そこでカイトは、ルタ島で出会った例の貴族(?)の話を公爵に話し始めた。
そして、話を最後まで聞き終えた公爵は、無表情のまま腕を組んみながらポツリと言った。
「……それは、まずいな」
「まずい、のですか?」
「ああ。まずい……のだが、そうか。やはり前もってそなたにも多少は貴族関係の知識を持たせた方がいいか。入学してからでも十分と考えていたのだが……」
そう言って真剣な表情で考え込み始めたのを見て、カイトは黙ったまま次に公爵が何を言うかを待つことにした。
カイトの前でこういう態度を見せる公爵は珍しく、そうした方がいいと判断したのだ。
その判断が正しかったのかどうかはともかく、やがて公爵はカイトを見ながら言った。
「まず前提条件として、そなたはやんごとなき方々の推薦を得てルタ学園に通うことになる」
「そうですね」
「そのこと自体はごく一部の者にしか知られることはないはずだが、それを考えてもそんな人物に下手なことをしては駄目だということは分かるか?」
「あまり実感はありませんが……」
「フッ。まあ、そなたはそれでよい。
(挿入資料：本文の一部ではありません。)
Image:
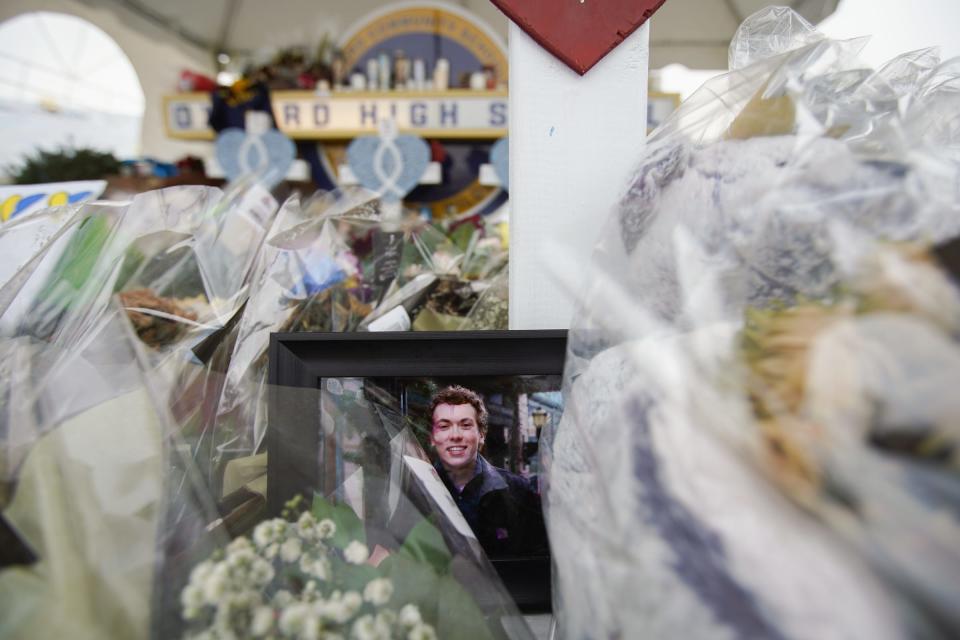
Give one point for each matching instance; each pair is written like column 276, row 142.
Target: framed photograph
column 471, row 406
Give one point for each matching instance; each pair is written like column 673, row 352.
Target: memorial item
column 419, row 74
column 401, row 70
column 756, row 397
column 581, row 33
column 441, row 75
column 394, row 380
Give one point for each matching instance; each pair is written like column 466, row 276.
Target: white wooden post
column 573, row 142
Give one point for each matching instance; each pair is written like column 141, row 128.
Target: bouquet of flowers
column 757, row 385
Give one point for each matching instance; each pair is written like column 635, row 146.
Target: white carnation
column 335, row 610
column 378, row 592
column 290, row 550
column 311, row 628
column 326, row 529
column 352, row 601
column 262, row 621
column 265, row 534
column 369, row 628
column 422, row 632
column 356, row 552
column 239, row 545
column 410, row 615
column 388, row 617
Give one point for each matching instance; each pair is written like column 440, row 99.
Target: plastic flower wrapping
column 760, row 434
column 134, row 423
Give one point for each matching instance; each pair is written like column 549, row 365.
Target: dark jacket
column 503, row 511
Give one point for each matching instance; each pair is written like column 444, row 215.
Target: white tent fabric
column 694, row 33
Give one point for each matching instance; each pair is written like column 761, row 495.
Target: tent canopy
column 695, row 33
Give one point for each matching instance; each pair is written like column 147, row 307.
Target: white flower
column 291, row 549
column 293, row 617
column 335, row 610
column 369, row 628
column 262, row 621
column 311, row 628
column 191, row 599
column 410, row 616
column 326, row 529
column 388, row 617
column 422, row 632
column 378, row 592
column 356, row 552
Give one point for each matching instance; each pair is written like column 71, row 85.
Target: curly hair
column 461, row 395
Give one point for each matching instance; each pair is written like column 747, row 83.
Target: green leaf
column 425, row 544
column 349, row 526
column 414, row 583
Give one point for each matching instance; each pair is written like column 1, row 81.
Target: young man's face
column 456, row 435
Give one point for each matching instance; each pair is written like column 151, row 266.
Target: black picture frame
column 300, row 361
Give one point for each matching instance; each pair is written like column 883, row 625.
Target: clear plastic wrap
column 178, row 261
column 127, row 541
column 332, row 264
column 374, row 547
column 759, row 438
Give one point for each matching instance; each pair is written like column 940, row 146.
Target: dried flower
column 262, row 621
column 422, row 632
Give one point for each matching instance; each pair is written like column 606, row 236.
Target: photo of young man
column 501, row 507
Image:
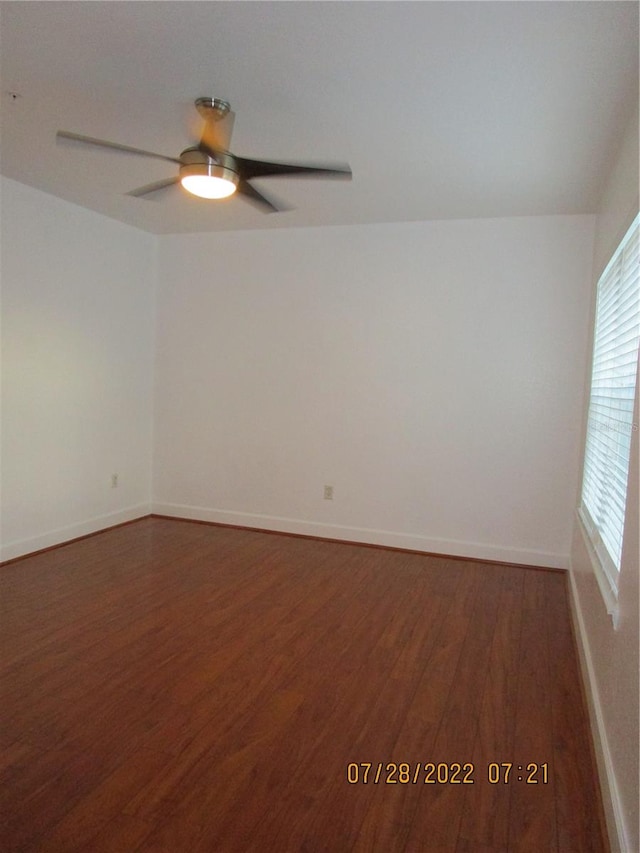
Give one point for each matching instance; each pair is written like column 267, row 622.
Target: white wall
column 431, row 372
column 610, row 656
column 78, row 298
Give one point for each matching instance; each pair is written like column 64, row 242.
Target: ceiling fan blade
column 261, row 201
column 261, row 169
column 147, row 189
column 103, row 143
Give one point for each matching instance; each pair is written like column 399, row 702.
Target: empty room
column 319, row 427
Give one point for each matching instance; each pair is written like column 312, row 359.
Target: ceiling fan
column 209, row 169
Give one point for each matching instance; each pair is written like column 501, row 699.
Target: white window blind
column 610, row 422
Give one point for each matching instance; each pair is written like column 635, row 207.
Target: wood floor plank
column 171, row 686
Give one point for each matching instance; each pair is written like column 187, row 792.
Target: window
column 610, row 420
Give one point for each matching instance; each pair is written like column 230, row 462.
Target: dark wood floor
column 177, row 687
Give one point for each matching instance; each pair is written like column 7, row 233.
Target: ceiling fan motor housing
column 193, row 161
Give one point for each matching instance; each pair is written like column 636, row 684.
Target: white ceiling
column 442, row 109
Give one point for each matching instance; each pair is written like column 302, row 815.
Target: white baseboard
column 608, row 785
column 73, row 531
column 364, row 535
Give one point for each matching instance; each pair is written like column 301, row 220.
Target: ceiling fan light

それはそれとして、そなたを相手に貴族としての立場を振りかざせば、そしてそれが表ざたになればどうなるか……ここまで話せばそなたにも想像はつくであろう?」
「あー……下手をすれば、そのやんごとなき方々が直接動く可能性があるということですか」
「そうだ。といっても、よほどのことがない限りはそうならないだろうが……複数の王の推薦を得ることなど恐らく初めての事態だけに、どんなことになるかは想像ができん」
そう言ってため息をついた公爵を見て、大体のことを理解したカイトも同じようにため息をついた。
カイトが複数の王から推薦がもらえるようになっているのは、そもそも大地神なんていうとんでもない存在のコンを得ているからだ。
そのことを考えれば、各国の王が自国の利益のために、カイトに対して好印象を得ようとするのは当然のことになる。
一人の王が動こうとすれば、他の国の王も負けじと動こうとすることも考えられるだろう。
そうなると、微妙な力関係で成り立っていた協力関係が、一気に崩れてしまう可能性もある。
それは可能性の一つでしかないのだが、国同士の関係というのはちょっとした出来事で崩れかねない危険もはらんでいるのだ。
そういう意味では、カイトは普通の貴族よりも面倒な立場にあるといっても間違いではない。
「――――なんというか、今さら推薦の辞退なんてことは……」
「できるはずがないであろう?」
何を言っているのかと呆れたような表情になる公爵を見て、カイトは「ですよね」と頷いた。
さらに公爵は、カイトに貴族関係の知識や常識を教えるための教師を付けることを提案して、フアを連れて歩いている限りは貴族から逃げられないと考えたカイトはそれを了承するのであった。